Cornerback Tre Swilling made one of a series of sterling plays on Clemson’s next drive, intercepting quarterback Trevor Lawrence and returning it 41 yards to the Tigers’ 2-yard line, ending Lawrence’s streak of 181 consecutive passes without an interception.

“That was a (defensive) look there, they fooled us,” Clemson co-offensive coordinator Tony Elliott said.

However, the Jackets were unable to get into the end zone on four tries, twice attempting gadget plays that failed. On fourth down, Oliver’s pass into the end zone was deflected and intercepted.

Tech got on the board in the third quarter, as Mason finished a three-play, 75-yard drive with a 7-yard scoring run to cut the lead to 35-7.  Oliver was later relieved by James Graham, who led Tech’s second touchdown drive, completing a 34-yard pass to slot receiver Josh Blancato and then dropping a pinpoint deliver to freshman slot receiver Ahmarean Brown behind the defense for a 34-yard touchdown reception.

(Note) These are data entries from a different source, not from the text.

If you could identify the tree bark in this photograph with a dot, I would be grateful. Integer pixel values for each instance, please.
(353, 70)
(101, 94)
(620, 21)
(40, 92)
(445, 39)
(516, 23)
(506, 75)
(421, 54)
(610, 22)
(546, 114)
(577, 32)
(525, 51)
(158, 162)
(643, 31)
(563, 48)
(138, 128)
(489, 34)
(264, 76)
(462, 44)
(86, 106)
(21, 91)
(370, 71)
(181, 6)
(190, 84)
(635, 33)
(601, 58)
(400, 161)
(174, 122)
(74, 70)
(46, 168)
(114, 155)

“I knew I had (Brown) one-on-one with the safety and he’s probably going to win nine times out of 10, and I gave him a shot there to catch the ball,” Graham said.

The Tech defense appeared to give Lawrence problems, as he threw two interceptions and was uncharacteristically off-target. However, the pass rush was largely ineffective, and Lawrence did make the Jackets pay when he did find his targets, notably a 62-yard touchdown pass to Tee Higgins, who beat cornerback Zamari Walton in single coverage on a deep route. Clemson also hit a home run with running back Travis Etienne, who raced for touchdown runs of 90 and 48 yards.

“We’ve got to make sure we’re fitting the gaps,” Collins said. “Any little crease, we’re going to get exposed.”

Tech returns to Atlanta to prepare for its home opener Sept. 7 against South Florida.